This could be the best book on helping your student get through school well. It's practical, is organized for quick review, and includes templates you can use to make for yourself. You can tell Freireich and Platzer are both teachers and tutors due to their ample advice that helps in the classroom as well as at home. It's also parent- and student-centered which is important. An essential idea to get is that process is more important than answers. While a wrong answer isn't desirable, a correct answer gotten the "wrong" away could lead to disaster later. Understanding why an answer is correct is many times more important than what is correct. In addition, the goal of education is helping students become lifelong learners, so getting students through an assignment but not learning the process to transfer knowledge into memory defeats the purpose of schoolwork. In fact, a student could be persuaded that school is useless when the only goal is to pass an assignment, test, or class. We hurt ourselves in the long run when we focus on completion over process.

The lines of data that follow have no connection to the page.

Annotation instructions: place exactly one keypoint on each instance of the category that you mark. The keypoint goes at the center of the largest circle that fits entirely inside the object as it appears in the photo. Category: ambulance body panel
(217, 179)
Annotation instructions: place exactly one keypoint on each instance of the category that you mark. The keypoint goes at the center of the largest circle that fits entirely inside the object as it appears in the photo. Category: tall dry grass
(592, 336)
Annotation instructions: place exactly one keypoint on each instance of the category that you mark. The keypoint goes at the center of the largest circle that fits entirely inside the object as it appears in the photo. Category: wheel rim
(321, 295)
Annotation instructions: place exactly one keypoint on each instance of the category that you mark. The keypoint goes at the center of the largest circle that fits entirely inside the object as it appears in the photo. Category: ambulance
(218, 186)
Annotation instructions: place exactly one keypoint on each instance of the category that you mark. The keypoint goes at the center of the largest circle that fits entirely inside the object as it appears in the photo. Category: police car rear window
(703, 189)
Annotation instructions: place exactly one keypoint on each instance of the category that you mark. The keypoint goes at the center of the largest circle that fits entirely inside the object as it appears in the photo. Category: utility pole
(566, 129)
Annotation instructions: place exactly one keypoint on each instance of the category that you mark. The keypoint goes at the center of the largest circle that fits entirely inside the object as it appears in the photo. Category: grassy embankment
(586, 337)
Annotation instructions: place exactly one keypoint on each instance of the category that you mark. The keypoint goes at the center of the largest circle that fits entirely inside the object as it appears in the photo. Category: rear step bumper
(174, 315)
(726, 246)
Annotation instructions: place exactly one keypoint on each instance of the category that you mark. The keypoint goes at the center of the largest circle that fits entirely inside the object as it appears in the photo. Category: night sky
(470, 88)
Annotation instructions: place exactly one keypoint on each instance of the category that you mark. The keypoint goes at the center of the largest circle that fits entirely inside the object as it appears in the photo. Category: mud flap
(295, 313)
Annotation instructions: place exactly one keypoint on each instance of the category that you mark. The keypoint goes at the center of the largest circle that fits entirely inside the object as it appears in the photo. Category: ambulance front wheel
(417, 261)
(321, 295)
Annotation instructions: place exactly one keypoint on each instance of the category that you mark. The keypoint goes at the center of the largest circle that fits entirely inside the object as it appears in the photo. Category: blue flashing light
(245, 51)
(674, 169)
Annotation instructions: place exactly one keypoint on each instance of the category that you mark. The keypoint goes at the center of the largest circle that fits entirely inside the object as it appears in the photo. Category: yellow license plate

This book was featured at our local library at the perfect time. We are having a lot of trouble with our third grader when it comes to homework and schoolwork. Math is the big one and the section on that was a godsend. So many good tips that I'm hopefully will help us. There is a lot of good information on writing too. I flipped through the section on the testing for stuff like the ACT and SAT because I'm not there yet. Seems like some good information if you in that age range though.
I am not a parent, nor a kid. I am a college student who wanted to find ways to help me be more organized with my homework. This book helped give me that. It's so good and gives great examples of what the authors were saying. Everyone should read this book, even college students.
I listened to this book as an audiobook. There were some decent concepts for studying, most I already knew. Now if I could just make myself fins the time to do some of them instead of reading other things. . .
Some good tips. I like how the authors summarize the main points at the end of each section. However this book is too US centric and won't be very helpful to those who live outside of the US.
Great, tangible, realistic examples with solutions that aren’t hokey or pandering. Targeted for 4th-8th grade, so I may read again in a few years since my kiddos are younger.